Sans forcément l’avoir entendu chanter, tout le monde sait qui est Luciano Pavarotti.
Sorte de père Noël en costard pour les uns, dieu du lyrisme ou
imposteur pour les autres, il fait partie de ces vedettes que tout le
monde connaît, de 7 à 77 ans. Sa vie, il l’a faite en grand. Beaucoup
de concerts, de voyages... Il trouve même sa place dans le Guinness
Book des records à deux reprises. Une fois à la page “Rappels” (165
lors d’une représentation en 1988, soit plus d’une heure
d’applaudissements) et une autre à celle “Meilleure vente mondiale
d’album classique” pour le disque des Trois Ténors avec Placido Domingo et José Carreras.
Des
foules colossales se rendent à ses concerts.

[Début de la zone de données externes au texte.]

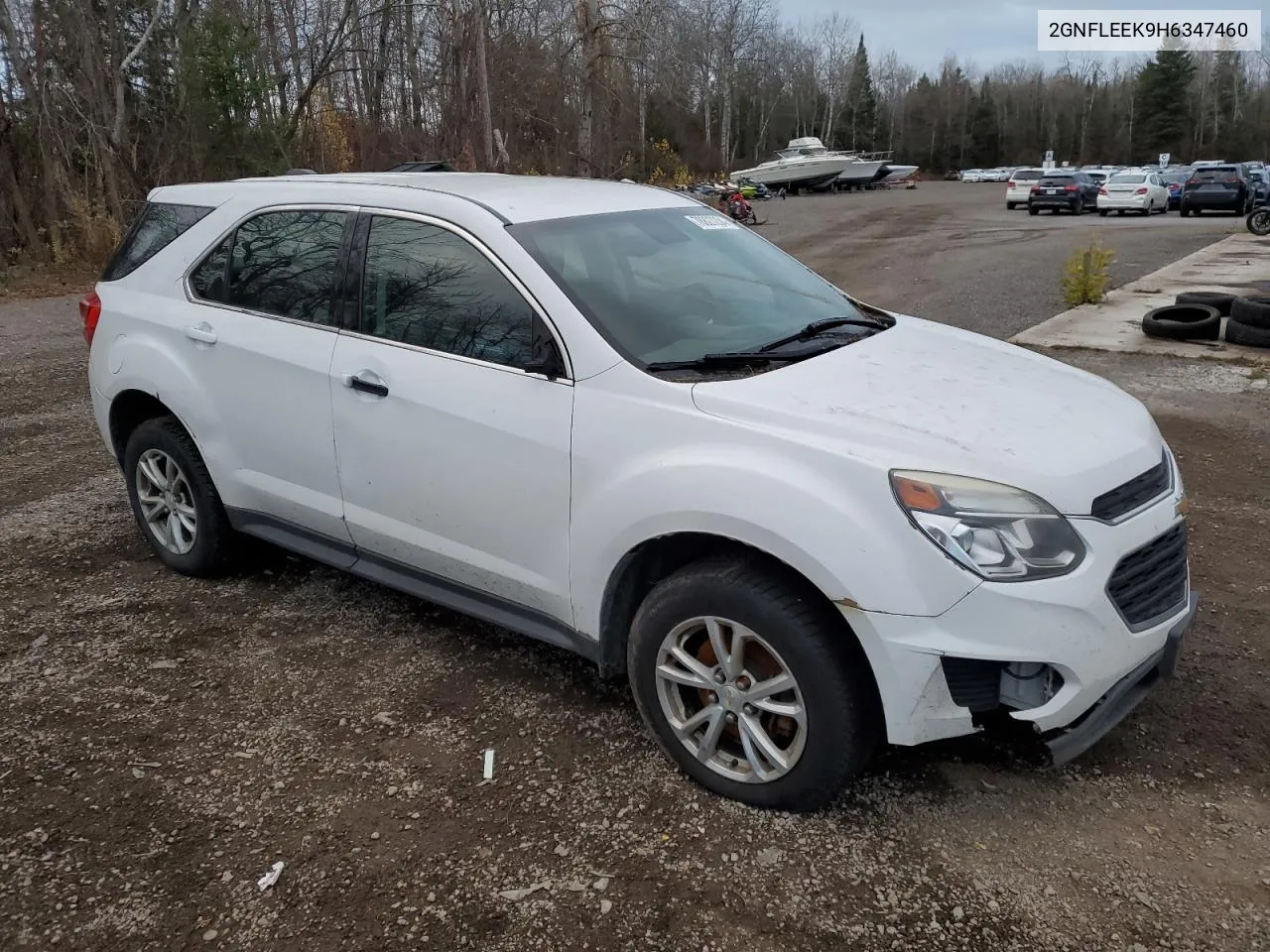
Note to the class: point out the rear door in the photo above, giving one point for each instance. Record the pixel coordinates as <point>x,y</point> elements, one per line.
<point>259,333</point>
<point>1218,185</point>
<point>453,452</point>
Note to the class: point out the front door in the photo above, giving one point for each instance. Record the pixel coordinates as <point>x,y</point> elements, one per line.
<point>261,335</point>
<point>453,460</point>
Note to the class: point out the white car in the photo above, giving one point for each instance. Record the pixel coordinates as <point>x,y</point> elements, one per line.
<point>1142,191</point>
<point>1020,184</point>
<point>608,417</point>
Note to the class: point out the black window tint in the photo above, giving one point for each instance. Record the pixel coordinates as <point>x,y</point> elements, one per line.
<point>207,281</point>
<point>429,287</point>
<point>285,263</point>
<point>158,226</point>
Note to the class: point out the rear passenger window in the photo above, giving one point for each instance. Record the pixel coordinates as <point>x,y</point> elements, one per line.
<point>158,226</point>
<point>278,263</point>
<point>430,287</point>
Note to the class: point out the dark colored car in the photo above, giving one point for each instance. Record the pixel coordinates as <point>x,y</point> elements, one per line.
<point>1072,190</point>
<point>1260,181</point>
<point>1175,180</point>
<point>1216,188</point>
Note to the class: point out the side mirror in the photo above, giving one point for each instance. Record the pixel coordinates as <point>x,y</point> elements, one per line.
<point>545,356</point>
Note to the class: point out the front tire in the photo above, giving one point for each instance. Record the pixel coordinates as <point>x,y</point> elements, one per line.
<point>176,502</point>
<point>752,684</point>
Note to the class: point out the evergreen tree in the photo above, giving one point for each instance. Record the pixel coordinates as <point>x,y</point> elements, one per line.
<point>1224,123</point>
<point>984,130</point>
<point>1164,100</point>
<point>862,102</point>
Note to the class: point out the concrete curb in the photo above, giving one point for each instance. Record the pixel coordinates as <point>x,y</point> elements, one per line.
<point>1238,264</point>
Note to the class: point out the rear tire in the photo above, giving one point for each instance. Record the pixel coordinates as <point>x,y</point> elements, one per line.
<point>176,502</point>
<point>784,629</point>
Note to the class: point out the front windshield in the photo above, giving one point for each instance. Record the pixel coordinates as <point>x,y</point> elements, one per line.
<point>679,284</point>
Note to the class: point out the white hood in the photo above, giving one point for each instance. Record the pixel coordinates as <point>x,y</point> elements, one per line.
<point>928,397</point>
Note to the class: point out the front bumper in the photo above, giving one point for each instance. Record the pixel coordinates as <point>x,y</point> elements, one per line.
<point>1127,694</point>
<point>1069,625</point>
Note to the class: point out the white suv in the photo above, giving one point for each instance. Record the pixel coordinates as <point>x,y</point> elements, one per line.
<point>610,417</point>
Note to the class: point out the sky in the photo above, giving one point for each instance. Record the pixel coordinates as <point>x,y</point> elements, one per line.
<point>985,32</point>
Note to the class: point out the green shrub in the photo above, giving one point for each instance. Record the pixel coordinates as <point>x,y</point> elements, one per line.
<point>1084,275</point>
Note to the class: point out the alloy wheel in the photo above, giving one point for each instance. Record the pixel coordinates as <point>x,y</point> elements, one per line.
<point>167,502</point>
<point>730,699</point>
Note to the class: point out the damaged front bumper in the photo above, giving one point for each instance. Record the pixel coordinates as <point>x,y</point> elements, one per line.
<point>1127,693</point>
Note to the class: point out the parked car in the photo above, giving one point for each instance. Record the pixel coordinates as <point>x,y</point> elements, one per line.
<point>1064,190</point>
<point>1216,188</point>
<point>1175,179</point>
<point>1139,191</point>
<point>610,417</point>
<point>1260,180</point>
<point>1019,186</point>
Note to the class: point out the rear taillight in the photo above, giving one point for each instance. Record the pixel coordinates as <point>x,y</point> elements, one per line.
<point>90,312</point>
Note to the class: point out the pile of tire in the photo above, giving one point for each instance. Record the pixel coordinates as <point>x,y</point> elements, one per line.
<point>1197,315</point>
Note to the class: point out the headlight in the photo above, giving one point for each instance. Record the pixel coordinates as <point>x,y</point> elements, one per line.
<point>998,532</point>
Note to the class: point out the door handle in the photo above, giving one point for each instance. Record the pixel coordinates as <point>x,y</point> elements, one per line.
<point>202,331</point>
<point>367,382</point>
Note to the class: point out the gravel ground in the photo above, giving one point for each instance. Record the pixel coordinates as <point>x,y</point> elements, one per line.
<point>952,253</point>
<point>164,740</point>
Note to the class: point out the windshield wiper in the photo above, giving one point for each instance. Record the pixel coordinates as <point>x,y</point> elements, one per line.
<point>818,327</point>
<point>738,358</point>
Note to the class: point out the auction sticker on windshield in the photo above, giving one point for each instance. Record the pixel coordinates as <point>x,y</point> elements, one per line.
<point>711,221</point>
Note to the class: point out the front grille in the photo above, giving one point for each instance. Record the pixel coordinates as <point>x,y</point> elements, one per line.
<point>1150,583</point>
<point>973,683</point>
<point>1129,495</point>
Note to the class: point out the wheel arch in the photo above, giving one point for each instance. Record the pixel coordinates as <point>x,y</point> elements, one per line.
<point>654,558</point>
<point>130,409</point>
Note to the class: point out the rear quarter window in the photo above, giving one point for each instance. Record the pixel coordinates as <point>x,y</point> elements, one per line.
<point>158,226</point>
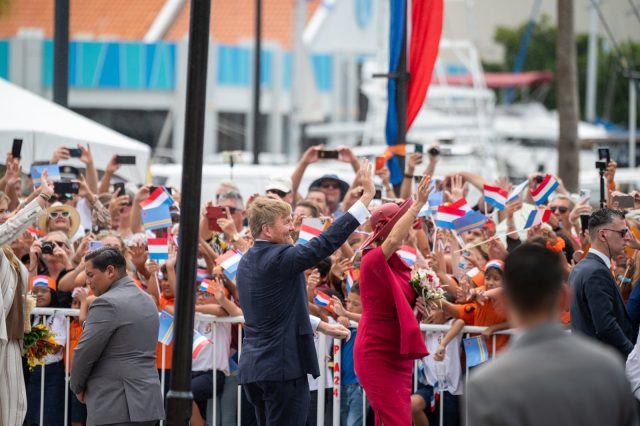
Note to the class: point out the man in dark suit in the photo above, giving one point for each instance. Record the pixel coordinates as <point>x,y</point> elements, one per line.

Il reçoit même le prix de
l’Excellence culturelle fraîchement créé en Italie. Le petit
instituteur fils de boulanger a fait du chemin... De doublure de ténors
fameux, il devient référence incontournable du chant lyrique du XXe
siècle. Se produisant devant des foules monstres, il est capable d’entraîner des stades de foot entiers sur des airs d’opéra :
cela résume parfaitement la carrière de l’éternel optimiste Luciano
Pavarotti. Sans rien perdre de son talent ni tomber dans le style bal
populaire, il s’attache à démocratiser l’art lyrique. Car si Pavarotti
se révèle débonnaire et peu élitiste, il n’en a pas moins une voix
d’exception.
“Il n’y a pas de petite ni de grande musique, il y a juste la bonne et la mauvaise.”
La soprano Joan Sutherland se souvient de la première fois qu’elle entend le maestro : “C’était absolument phénoménal : une résonance fabuleuse, la couverture du son, et quelle tessiture, quelle sûreté !” Invité dans les plus grandes salles, Pavarotti enchaîne avec facilité les contre-ut. Plus de 400 représentations au Metropolitan Opera de New York, de nombreuses prestations à la Scala de Milan.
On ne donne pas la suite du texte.